Juve are unlikely to even win the Scudetto this season. Their nine-year winning streak is set to come to an end as they trail leaders Inter by 10 points, albeit with a game in hand.
From Ronaldo’s point of view, he must ask himself whether it is worth spending the final years of his career at a club that is simply not at his level. He is 36 now and he deserves to be playing in Champions League semis and finals.
From Juve’s side, they need Ronaldo’s salary off their books if they are to implement the kind of squad-rebuild they so badly require. It is pointless having the best player in the world in attack if you have Rodrigo Bentancur, Adrien Rabiot and Weston McKennie supplying him. Or if you have a rookie as your coach.
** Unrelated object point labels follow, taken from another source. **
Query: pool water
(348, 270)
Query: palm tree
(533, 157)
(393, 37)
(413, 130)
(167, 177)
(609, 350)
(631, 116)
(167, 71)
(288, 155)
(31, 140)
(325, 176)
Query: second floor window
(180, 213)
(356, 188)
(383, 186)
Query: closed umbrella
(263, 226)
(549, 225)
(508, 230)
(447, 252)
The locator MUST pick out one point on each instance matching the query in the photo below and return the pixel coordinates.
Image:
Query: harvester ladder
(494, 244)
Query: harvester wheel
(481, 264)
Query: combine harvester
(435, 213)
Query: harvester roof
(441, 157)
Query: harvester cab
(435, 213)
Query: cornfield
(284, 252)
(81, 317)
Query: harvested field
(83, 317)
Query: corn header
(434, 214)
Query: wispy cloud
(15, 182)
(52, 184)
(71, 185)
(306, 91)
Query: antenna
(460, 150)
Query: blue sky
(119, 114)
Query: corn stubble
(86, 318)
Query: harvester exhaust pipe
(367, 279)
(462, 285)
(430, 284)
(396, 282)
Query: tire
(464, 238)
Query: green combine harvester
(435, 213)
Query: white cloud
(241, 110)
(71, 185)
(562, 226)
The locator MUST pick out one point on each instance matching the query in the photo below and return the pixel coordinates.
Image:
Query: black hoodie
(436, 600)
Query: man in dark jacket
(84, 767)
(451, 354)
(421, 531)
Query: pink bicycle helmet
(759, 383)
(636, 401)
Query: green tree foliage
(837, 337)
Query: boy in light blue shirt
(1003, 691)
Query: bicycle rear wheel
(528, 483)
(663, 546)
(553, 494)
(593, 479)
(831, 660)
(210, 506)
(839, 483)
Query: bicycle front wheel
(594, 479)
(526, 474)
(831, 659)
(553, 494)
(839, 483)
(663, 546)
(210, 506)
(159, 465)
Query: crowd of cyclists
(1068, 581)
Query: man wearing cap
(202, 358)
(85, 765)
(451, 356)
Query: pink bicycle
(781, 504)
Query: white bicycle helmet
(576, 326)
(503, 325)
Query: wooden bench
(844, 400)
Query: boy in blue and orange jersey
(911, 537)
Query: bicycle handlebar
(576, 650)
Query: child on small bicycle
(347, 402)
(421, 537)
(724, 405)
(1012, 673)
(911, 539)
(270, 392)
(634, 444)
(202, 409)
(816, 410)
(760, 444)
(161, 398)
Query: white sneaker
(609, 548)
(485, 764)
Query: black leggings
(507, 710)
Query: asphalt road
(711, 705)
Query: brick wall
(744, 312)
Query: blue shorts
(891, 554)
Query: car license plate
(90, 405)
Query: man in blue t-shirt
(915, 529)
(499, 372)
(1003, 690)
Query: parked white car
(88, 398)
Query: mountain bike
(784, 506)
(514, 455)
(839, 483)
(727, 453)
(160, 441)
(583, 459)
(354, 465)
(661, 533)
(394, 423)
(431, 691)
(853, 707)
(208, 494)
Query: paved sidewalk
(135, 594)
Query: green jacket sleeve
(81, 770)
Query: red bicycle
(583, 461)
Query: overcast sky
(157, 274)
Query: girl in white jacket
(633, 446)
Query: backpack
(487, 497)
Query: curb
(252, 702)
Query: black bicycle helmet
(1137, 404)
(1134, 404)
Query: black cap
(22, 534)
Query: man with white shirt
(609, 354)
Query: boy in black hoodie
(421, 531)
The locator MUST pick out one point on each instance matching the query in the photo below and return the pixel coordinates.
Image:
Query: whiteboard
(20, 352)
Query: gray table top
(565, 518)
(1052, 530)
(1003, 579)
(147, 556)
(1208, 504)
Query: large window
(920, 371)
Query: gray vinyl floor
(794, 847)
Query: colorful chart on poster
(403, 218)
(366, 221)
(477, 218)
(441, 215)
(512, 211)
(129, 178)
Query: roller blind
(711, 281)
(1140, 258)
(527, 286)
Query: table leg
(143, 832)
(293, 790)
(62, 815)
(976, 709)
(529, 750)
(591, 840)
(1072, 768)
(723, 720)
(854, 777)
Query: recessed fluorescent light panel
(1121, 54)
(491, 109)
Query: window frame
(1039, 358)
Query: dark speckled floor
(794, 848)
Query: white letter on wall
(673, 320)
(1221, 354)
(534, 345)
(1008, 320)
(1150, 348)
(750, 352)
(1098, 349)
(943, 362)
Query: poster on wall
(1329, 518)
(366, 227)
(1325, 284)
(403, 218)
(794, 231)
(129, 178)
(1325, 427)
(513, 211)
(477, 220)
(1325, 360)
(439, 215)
Of course, there is no guarantee that Juve will find a buyer for Ronaldo – whose contract expires in 2022. Just like Lionel Messi, there are few clubs who will be prepared to sanction such a lavish salary during this economic climate.
And Ronaldo will know that. Perhaps he will be content to see out his deal in Turin. He has already won two Scudetti, two Supercups and one Serie A Player of the Year trophy. He is on track to finish Serie A top-scorer this campaign and is in the final of the Coppa Italia.
Ronaldo is on the verge of a clean sweep of every major team and individual honour in Italy, something he also achieved in Europe’s two other most historically prestigious leagues in England and Spain. That is unprecedented.
But unless Juventus can miraculously win the Champions League, then Ronaldo’s time at Juventus will be seen as a gamble that failed. And perhaps, it is time for the Bianconeri to swallow their losses and move on this summer.